When the states agreed to surrender their rights to levy a number of different taxes and the central government replaced them with the one Goods and Services Tax (GST), chief ministers (CMs) were guaranteed that any loss of income they suffered would be made up by the central government for five years. Now, with the decline in economic activity caused by the pandemic, the central government does not have the revenue from GST to compensate the states. The CMs say the Centre should borrow money to pay the compensation guaranteed to them, but the Centre insists that the states should borrow money to fund any deficit they suffer.

So, because of COVID, the States would have had to borrow even if there was no GST.  

Why does federalism matter so much?

We haven't had federalism. India could not have pursued a Socialist path if States had economic freedom.  

India is rightly proud of its diversity and it is federalism which protects that diversity.

No. It is because India is a Union that it has not broken down into more homogeneous units. The fact is India has had to redraw Provincial boundaries all the time. It is the opposite of a Federation like the USA where the States pre-existed the Union.  

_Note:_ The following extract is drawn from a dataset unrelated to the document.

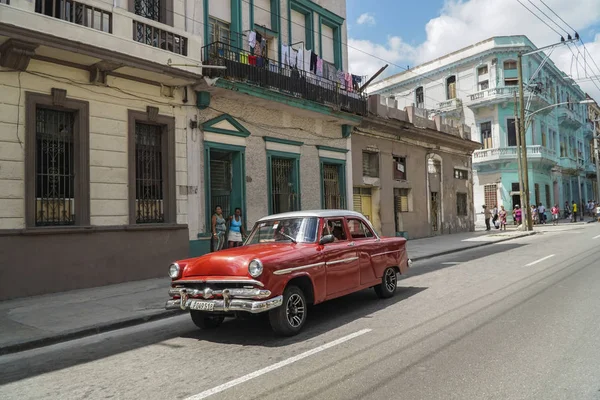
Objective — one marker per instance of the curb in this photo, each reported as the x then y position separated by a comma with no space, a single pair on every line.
87,331
443,253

Take, for instance, language. Without the creation of linguistic states with their own official languages, what would the fate of Tamil in the South, or Oriya in the East, Gujarati in the West and Punjabi in the North have been?

What the fuck is Tully talking about? Tamil and Telugu existed side by side in the Madras Presidency as did Gujarati and Marathi in Bombay Presidency. The Telugus agitated for a separate state. But they have since split up into smaller units. It is possible to argue that 'Hindi' has replaced Haryanvi or Magahi and so forth because of the action of the State. But it might have happened anyway through Tardean mimetics and market forces.

Federalism should also play an important role in the system of checks and balances intended to prevent the accretion of too much power at the Centre.

Why 'should' it do so? So as to preserve slavery in the American South?  

It should increase the efficiency of a democracy because its principle of subsidiarity reduces the inefficiencies of top-down government.

Or, it permits entrenched elites to extract rents and perpetuate exploitative practices.  

Unfortunately, recent events have shown how far India is from being a cooperative federation or union of states.

Recent events, like less recent events, show that people who talk bollocks about Indian politics have shit inside their brains.  

Without cooperation, Indian federalism will be just a trimming.

There is no Indian Federalism. There is a country with a billion Hindus- 80 percent of the population. It is now ruled by a party which identifies with Hinduism. Whitey may not like this. Whitey may feel 'Diversity' should increase. But White peeps don't seem too happy with increasing it on their own soil.